Apart from the gain in power, we can say that the upgrading to type B is more advantageous than type A, due to its ease of adoption even in environments where an existing RFID system is in use, and its ability to avoid the interruptions of the workflow of the system, especially in busy networks. In addition, its flexible structure allows the possibility of using only one PIR motion detector for multiple RFID readers, depending on the optimal emplacement of the readers i.e. if a PIR sensor is well positioned and it is possible to place optimally multiple readers within its range, we can both reduce the adoption cost and improve the power conservation. On the contrary, when using one sensor per reader, nearby sensors can be used to monitor the failures of each other, in real-time, and act as a backup motion detector, if needed, which increases the overall reliability of the system.

Also, compared to type A, the use of type B can keep the ability of exploiting the PIR sensor for tasks other than launching the readers, such as security purposes, triggering an alarm, mapping the occupancy, etc.

The MCU provides a real-time interfacing with the sensors and devices, which permits to monitor the workflow and detect possible issues. Moreover, it facilitates the potential exploitation’ changes over the time and diversifies its options, as it does not require any physical intervention and can be programed remotely by simply updating the code.

Given the above, we can say that the proposed upgrade can be an ideal solution to reduce the electricity bill, especially in institutions with large facilities, as they can benefit from the efficiency of the RFID system in management with the minimum cost. In addition, the base structure of the upgrade takes into consideration the avoidance of interrupting the workflow and the ability of monitoring the working sensors state, which guarantees a smooth deployment in an environment with an existing RFID system, along with an improved reaction to any potential issue.

In this paper, we studied the worthiness of upgrading an ordinary RFID system into a smart system, in terms of improving power-saving. In this context, we discussed the optimal way of integrating a motion sensor into the RFID system’s architecture. The upgrade using the separate block design is privileged, as it is flexible and it maximizes the exploitation of the system components, in addition to its ease of implementation. We also addressed the issue of the wasted energy by the AC/DC adapter, in the standby mode, and most importantly, we suggested a decision-support protocol that takes into account the busyness of the environment in deciding the adoptability of the upgrade. This protocol can be later generalized for any motion sensor-based device, aimed at improving the power efficiency.

Provided that the proposed motion sensor upgrade is applied, the conducted analysis shows that the power consumption may decrease by more than 93% in the standby mode, while it augments by 7% in the reading mode. This is where the role of the suggested protocol shows up, as it assists the decision maker in assessing the upgrade’ feasibility, according to the busyness of the implementation environment. The results illustrate that the upgrade is suitable for most environments, as it shows an improved power efficiency for environments that are busy 94.65% of the day. However, this upgrade can be blamed for its dependability to the PIR sensor and the MCU, which affects slightly its reliability; thus, an effective maintenance plan is important to keep the system in a fully working state by taking timely effective actions such as temporarily switching to the ‘Ordinary’ mode, upon a sensor failure.
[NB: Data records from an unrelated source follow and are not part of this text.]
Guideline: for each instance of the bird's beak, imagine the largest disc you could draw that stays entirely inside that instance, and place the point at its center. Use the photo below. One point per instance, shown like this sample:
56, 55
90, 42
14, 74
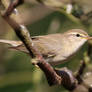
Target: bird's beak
88, 38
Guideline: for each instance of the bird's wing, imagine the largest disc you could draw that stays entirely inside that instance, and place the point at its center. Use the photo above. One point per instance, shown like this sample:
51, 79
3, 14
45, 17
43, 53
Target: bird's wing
47, 45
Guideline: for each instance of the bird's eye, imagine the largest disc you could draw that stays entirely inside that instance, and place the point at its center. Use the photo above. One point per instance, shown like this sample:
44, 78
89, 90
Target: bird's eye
78, 35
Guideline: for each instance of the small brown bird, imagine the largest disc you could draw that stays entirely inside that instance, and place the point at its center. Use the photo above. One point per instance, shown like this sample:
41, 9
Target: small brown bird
55, 48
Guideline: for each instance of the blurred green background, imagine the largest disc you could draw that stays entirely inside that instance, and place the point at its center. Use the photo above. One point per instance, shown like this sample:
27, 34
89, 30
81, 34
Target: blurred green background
17, 74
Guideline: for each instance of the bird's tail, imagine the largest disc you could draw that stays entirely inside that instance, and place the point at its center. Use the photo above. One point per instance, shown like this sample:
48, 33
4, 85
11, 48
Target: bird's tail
15, 45
12, 43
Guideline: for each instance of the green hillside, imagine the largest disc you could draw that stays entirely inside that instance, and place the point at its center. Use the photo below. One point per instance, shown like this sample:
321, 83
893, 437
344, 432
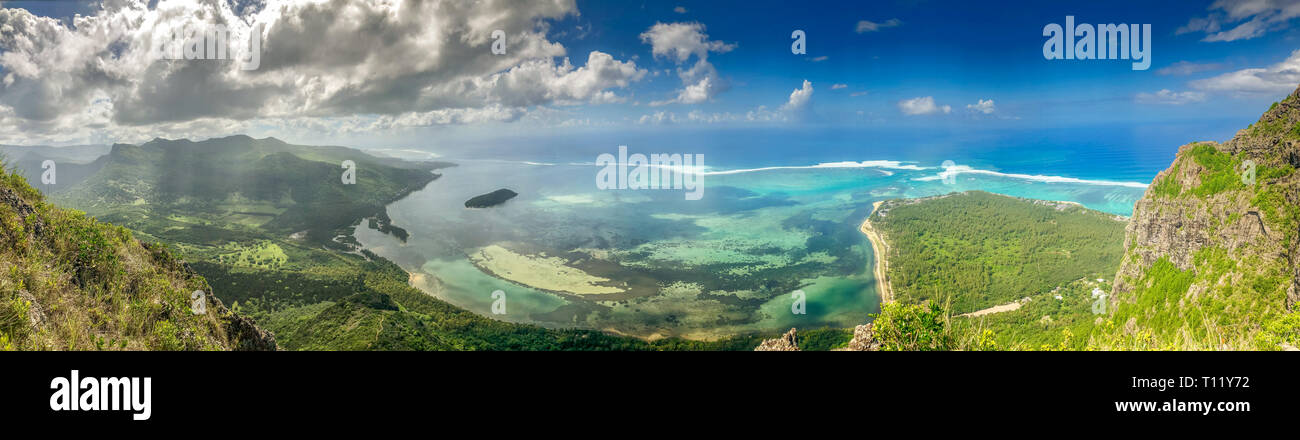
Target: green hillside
268, 225
72, 283
976, 250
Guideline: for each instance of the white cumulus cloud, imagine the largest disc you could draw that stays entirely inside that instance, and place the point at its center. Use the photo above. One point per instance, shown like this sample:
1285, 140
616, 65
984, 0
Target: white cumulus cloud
922, 106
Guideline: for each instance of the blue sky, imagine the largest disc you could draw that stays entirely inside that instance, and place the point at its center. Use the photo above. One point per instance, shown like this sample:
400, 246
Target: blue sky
870, 65
956, 51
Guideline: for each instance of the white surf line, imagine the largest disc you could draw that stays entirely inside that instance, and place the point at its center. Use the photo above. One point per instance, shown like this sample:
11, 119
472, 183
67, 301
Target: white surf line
963, 169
Overall, the upgrade has the ability to reduce the electricity bill remarkably in the long run, especially in big facilities. Moreover, it reduces the electromagnetic interferences possibilities, thus, providing important benefits on both the economical and operational aspects. Future work should address the reliability issues of the proposed combination by developing a communication way between the other smart systems in the network that implies logical resolving like analyzing the route constraints, or smart grids.